今回は“会議を欠席したこと以外”の問題点も指摘されています。
11日、申し入れをした公明党県議団の蓮池団長が批判したのは「会議前に石川県の馳知事に電話をした」ことについて。
(公明党県議団 蓮池 章平 団長)
「現地は大変な状況。そこに指揮官に直接連絡を何度も何度も取られる」
(川勝知事)
「1回しかしていないです」
蓮池団長は「石川県が対応に追われる状況で知事にたびたび電話をかけるのは 配慮が欠けているのではないか」と指摘しましたが、川勝知事は「1度しか電話していない」と否定し、県も「事前に秘書間で両知事が電話する時間を調整し、川勝知事からは 1度しか電話していない」と話しています。
また自民・公明の両会派は「知事個人の問題ではなく、県全体の問題」と厳しい姿勢を見せています。
(公明党県議団 蓮池 章平 団長)
「知事の危機管理意識は重要ですが、県当局のアドバイスや指摘はなかったのか。非常に残念でならない」
(自民党改革会議 増田 享大 代表)
「被災された県に対して欠席など、礼を欠くようなところも散見された。しっかり正していかないといけない、今後の知事の姿勢はしっかりと注視していく」
これまでも、熱海市の土石流災害や、2022年の台風15号などで他県から支援を受けてた静岡県、その「トップ」としての姿勢が問われています。
【解説:そもそも知事が欠席した会議とは?】
今回、川勝知事が欠席した 会議の名称は「中部9県1市災害時等応援協定にかかる連絡会議」といいます。
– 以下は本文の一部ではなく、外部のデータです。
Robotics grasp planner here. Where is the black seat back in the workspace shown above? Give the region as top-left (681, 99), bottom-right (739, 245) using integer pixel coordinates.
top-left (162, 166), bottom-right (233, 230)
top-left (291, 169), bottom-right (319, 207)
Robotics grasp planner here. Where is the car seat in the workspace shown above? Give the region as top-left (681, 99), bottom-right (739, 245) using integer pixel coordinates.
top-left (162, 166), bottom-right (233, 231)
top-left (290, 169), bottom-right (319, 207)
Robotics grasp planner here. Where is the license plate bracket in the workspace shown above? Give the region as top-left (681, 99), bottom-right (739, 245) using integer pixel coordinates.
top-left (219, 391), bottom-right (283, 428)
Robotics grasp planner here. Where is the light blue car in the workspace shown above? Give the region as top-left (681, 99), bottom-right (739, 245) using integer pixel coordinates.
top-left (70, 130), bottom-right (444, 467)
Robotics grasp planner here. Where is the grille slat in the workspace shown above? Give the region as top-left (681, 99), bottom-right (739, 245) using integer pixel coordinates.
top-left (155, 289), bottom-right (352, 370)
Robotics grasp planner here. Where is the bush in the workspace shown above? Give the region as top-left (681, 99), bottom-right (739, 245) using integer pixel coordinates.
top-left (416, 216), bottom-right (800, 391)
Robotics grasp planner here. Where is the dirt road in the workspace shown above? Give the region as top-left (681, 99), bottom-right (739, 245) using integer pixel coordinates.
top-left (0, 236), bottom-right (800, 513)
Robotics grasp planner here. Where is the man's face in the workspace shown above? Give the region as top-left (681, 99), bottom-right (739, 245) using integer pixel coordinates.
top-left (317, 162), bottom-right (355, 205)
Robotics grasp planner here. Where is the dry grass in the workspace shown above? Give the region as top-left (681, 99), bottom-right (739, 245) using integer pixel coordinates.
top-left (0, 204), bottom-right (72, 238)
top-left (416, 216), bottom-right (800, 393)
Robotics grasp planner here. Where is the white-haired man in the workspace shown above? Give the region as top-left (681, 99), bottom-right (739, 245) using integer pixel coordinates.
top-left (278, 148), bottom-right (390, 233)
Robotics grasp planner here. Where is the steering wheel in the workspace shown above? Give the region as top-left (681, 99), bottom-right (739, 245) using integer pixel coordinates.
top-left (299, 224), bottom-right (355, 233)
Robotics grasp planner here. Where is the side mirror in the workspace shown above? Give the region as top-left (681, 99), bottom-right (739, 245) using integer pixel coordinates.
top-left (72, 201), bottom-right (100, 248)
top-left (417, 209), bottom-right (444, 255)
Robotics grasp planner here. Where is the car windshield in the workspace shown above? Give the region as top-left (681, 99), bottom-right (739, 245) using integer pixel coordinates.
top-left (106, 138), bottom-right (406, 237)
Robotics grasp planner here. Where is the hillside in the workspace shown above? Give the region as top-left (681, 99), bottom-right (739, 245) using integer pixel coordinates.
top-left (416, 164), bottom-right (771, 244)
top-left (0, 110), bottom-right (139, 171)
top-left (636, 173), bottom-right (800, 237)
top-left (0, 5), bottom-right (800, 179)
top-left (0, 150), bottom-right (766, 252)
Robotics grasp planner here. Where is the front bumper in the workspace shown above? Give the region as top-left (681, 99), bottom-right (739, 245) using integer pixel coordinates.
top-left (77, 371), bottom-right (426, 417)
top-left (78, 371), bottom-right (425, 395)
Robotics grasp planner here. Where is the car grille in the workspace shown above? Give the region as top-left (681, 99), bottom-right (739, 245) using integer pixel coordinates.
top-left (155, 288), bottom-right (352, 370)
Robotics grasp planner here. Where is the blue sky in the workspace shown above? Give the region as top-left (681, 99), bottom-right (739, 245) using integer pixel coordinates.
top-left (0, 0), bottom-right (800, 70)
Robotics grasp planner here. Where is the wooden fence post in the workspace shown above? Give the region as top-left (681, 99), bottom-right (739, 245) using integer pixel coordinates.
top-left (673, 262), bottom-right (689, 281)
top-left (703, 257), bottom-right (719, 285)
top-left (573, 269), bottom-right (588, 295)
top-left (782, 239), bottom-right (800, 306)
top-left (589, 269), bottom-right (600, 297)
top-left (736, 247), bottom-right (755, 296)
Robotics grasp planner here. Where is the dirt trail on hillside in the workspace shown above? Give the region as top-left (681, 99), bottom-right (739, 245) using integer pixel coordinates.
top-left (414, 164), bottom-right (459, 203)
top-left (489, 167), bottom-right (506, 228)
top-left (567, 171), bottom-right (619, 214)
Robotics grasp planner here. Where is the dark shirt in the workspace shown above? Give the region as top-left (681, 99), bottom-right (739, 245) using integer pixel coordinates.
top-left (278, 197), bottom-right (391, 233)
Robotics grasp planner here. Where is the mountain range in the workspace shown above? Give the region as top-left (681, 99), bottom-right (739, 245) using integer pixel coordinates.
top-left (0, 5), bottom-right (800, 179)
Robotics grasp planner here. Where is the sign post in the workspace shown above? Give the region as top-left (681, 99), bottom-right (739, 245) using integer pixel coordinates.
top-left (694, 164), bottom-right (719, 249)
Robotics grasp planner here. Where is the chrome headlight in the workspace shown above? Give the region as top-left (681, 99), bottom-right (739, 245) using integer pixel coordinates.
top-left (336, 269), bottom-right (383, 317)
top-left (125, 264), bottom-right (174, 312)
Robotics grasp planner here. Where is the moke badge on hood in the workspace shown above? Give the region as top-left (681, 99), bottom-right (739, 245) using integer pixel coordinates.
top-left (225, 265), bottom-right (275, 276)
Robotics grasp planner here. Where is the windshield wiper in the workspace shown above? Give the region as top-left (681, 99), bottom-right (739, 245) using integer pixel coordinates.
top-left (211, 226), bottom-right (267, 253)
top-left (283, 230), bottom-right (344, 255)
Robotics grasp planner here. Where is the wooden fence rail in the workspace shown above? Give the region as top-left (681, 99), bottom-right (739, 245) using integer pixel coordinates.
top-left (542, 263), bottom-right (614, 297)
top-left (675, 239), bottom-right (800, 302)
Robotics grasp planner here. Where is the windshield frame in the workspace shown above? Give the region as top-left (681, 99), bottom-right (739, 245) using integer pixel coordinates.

北陸を含む中部9県と名古屋市では、災害時、互いを応援するため協定を結んでいて、物資や人員派遣などの調整を行うため、4日にオンラインで開催されました。
会議の中では、冒頭、石川県の馳知事から「石川県を助けてください」と各県への呼びかけがあり、各県の知事からも発言がありました。
三重県知事からは「自治体が現場でどのように重複することなく支援できるのか相談したい」
富山県知事からは被災地として「今後ブルーシートや毛布などが足りなくなる」などの発言がありましたが、代理出席の静岡県は発言をする機会がありませんでした。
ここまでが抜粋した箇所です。